Instruments. Questionnaires were read to participants to facilitate completion.
Demographic and health questionnaires. These instruments obtained general information about each participant such as gender, race, education, age, medications, and medical diagnoses. Self-rated health was scored on a scale of 1 (ill) to 10 (healthy). Participants were asked if they had a condition associated with pain. If they had such a condition, they were given a list of common pain locations (eg, legs, back, shoulders, knees, wound) and noted the sites that had pain.

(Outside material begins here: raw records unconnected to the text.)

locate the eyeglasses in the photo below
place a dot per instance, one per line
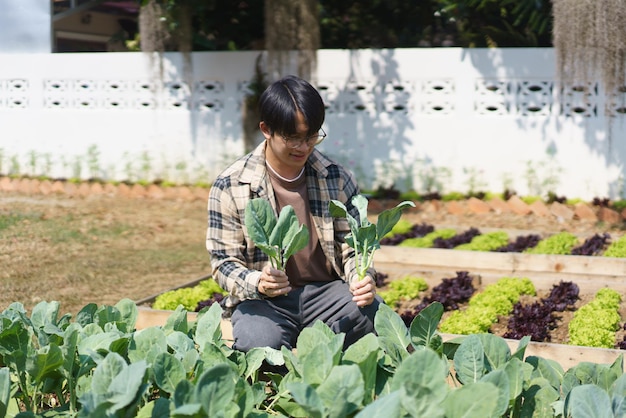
(311, 141)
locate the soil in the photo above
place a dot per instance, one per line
(102, 247)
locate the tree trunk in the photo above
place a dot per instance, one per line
(292, 26)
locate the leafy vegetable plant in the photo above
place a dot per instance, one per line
(278, 238)
(365, 236)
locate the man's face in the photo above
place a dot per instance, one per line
(287, 155)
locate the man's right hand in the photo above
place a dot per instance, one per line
(273, 282)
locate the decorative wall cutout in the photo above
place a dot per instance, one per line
(534, 97)
(397, 97)
(330, 93)
(14, 93)
(580, 100)
(209, 95)
(617, 107)
(493, 97)
(437, 97)
(359, 97)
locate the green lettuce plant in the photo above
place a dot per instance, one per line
(188, 297)
(595, 323)
(561, 243)
(98, 365)
(405, 288)
(278, 238)
(364, 235)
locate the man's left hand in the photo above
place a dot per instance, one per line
(363, 291)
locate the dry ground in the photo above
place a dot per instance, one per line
(97, 249)
(101, 248)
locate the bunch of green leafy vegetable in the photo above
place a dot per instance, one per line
(594, 324)
(617, 248)
(278, 238)
(364, 235)
(188, 297)
(561, 243)
(405, 288)
(99, 365)
(427, 240)
(486, 242)
(485, 307)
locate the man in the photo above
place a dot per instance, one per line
(271, 307)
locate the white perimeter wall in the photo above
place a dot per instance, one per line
(422, 119)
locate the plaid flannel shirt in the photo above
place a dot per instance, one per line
(235, 260)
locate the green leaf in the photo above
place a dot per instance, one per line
(128, 313)
(393, 334)
(5, 390)
(105, 372)
(147, 344)
(521, 348)
(423, 370)
(385, 406)
(497, 351)
(306, 396)
(546, 368)
(365, 353)
(479, 399)
(618, 396)
(46, 363)
(388, 218)
(499, 379)
(126, 387)
(215, 389)
(158, 408)
(514, 370)
(260, 220)
(424, 325)
(469, 360)
(316, 365)
(177, 321)
(360, 203)
(539, 398)
(342, 392)
(278, 238)
(168, 372)
(295, 240)
(338, 210)
(209, 327)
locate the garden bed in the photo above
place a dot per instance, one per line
(589, 273)
(566, 355)
(432, 265)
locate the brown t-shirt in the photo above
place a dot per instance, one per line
(309, 264)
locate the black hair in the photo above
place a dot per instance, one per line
(281, 101)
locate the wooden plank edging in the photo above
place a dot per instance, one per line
(566, 355)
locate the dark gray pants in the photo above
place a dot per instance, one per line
(276, 322)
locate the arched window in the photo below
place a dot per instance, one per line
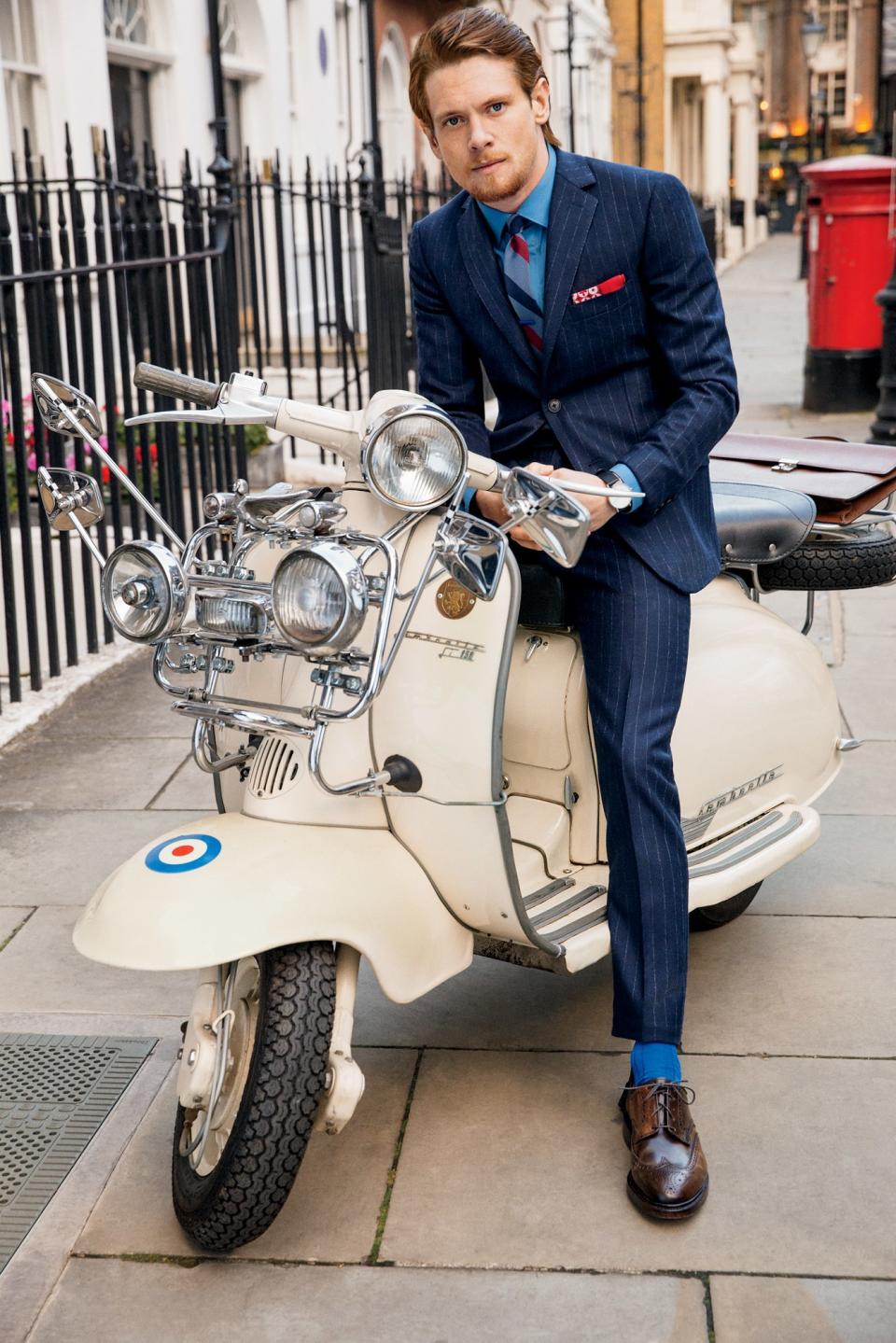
(21, 69)
(397, 122)
(133, 60)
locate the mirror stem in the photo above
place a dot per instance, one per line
(89, 541)
(116, 470)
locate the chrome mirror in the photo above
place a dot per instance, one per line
(51, 394)
(473, 553)
(548, 514)
(69, 497)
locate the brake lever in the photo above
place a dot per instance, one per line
(229, 413)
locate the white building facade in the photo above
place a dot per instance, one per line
(712, 91)
(294, 79)
(140, 70)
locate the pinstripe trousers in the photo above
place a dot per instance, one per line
(635, 630)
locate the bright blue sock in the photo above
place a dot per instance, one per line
(651, 1060)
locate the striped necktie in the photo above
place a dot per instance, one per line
(517, 278)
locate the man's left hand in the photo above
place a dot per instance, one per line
(596, 505)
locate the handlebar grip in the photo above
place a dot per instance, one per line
(186, 388)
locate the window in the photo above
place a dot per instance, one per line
(131, 63)
(21, 70)
(227, 28)
(127, 21)
(832, 93)
(834, 15)
(129, 91)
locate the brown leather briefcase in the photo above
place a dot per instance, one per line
(844, 479)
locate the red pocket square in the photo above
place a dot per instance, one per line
(606, 287)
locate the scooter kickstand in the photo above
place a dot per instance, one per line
(344, 1079)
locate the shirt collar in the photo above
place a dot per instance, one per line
(536, 207)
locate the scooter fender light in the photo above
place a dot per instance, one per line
(144, 591)
(318, 598)
(414, 458)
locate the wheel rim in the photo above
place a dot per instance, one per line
(245, 1003)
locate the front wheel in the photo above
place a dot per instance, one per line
(716, 916)
(231, 1172)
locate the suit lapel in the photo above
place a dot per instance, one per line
(571, 214)
(479, 257)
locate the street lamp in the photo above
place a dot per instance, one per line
(810, 35)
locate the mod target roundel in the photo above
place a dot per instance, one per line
(183, 853)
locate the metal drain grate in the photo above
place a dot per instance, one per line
(55, 1092)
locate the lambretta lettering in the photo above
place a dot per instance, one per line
(723, 799)
(450, 648)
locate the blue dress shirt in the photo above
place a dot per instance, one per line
(536, 211)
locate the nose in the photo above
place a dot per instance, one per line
(480, 136)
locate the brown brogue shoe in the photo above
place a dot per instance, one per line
(669, 1177)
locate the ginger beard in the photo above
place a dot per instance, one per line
(500, 183)
(481, 115)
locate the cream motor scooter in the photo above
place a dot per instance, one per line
(403, 758)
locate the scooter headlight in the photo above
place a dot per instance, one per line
(414, 456)
(318, 598)
(144, 591)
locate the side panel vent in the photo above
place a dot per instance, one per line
(274, 768)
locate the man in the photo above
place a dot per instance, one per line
(586, 291)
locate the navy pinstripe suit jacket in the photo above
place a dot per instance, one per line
(642, 376)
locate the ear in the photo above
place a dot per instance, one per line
(540, 98)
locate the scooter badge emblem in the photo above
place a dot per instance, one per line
(453, 600)
(184, 853)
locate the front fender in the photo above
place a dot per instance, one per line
(234, 886)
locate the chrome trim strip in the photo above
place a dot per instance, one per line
(543, 893)
(581, 926)
(567, 907)
(731, 841)
(791, 823)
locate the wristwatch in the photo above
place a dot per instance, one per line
(620, 505)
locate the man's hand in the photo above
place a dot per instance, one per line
(598, 505)
(492, 507)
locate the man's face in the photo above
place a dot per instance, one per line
(488, 131)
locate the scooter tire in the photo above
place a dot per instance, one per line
(716, 916)
(245, 1192)
(834, 565)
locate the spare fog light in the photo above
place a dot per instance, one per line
(414, 456)
(144, 591)
(230, 615)
(318, 598)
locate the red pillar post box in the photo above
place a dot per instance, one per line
(850, 259)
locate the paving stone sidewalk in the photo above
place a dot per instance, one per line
(480, 1190)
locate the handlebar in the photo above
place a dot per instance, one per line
(149, 378)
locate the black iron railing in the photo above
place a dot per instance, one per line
(299, 277)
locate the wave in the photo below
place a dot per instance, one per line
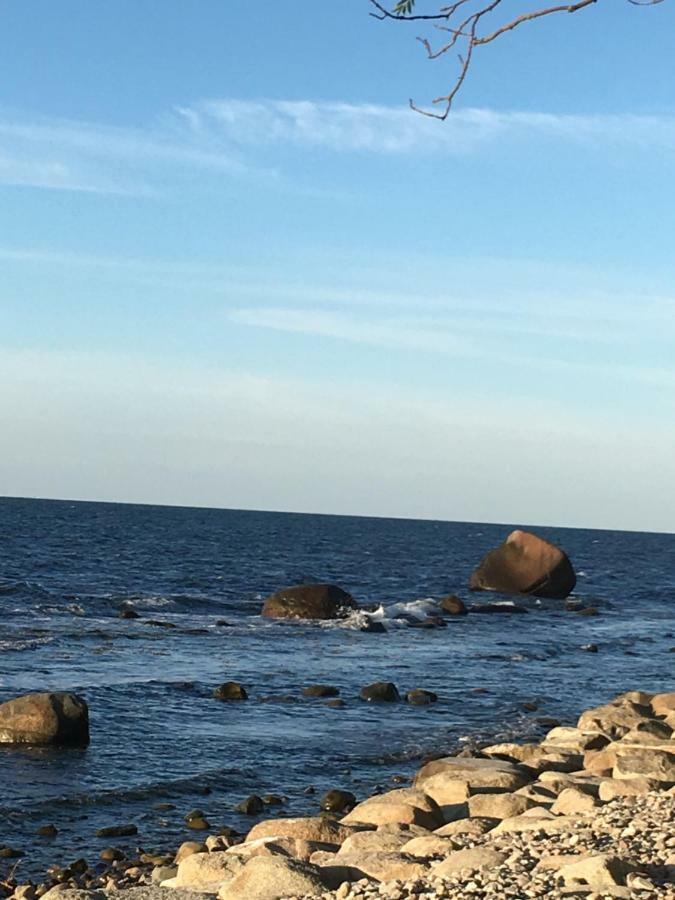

Brief Pain Inventory (BPI) Short Form. This questionnaire was used to measure pain severity and functional status/pain interference. Participants rated bodily pain for least, worst, average, and current/now pain severity. Pain in each location was rated for severity on an 11-point scale, which ranged from 0 (no pain) to 10 (pain as bad as you can imagine). Pain severity is the primary factor for the impact of pain on the individual. The pain severity items have Cronbach’s alpha of 0.85 and 0.84 in a similar study.13,19
BPI Pain Interference with Function Scale. This instrument comprises seven items (general activity, mood, working, walking, sleep, relationships, and enjoying life) rated 0 (does not interfere) to 10 (completely interferes). The time frame is pain in the past 24 hours. The higher the rating, the greater pain interferes with function. Items can be examined individually or as a total score ranging from 0 to 70. The pain interference score has a Cronbach’s alpha reliability of 0.87 for patients with chronic nonmalignant pain19 and, in a clinical study similar to this paper, 0.88.20
Difficulty with Activities Questionnaire. Items in this instrument assess how difficult it was in terms of pain to walk, stand, climb stairs, and work outside the home or housework for the past 24 hours. Response options range from 0 (no problem) to 10 (great difficulty). Items can be examined individually or as a total score ranging from 0 to 40. The higher the rating, the greater the difficulty performing the activity because of pain.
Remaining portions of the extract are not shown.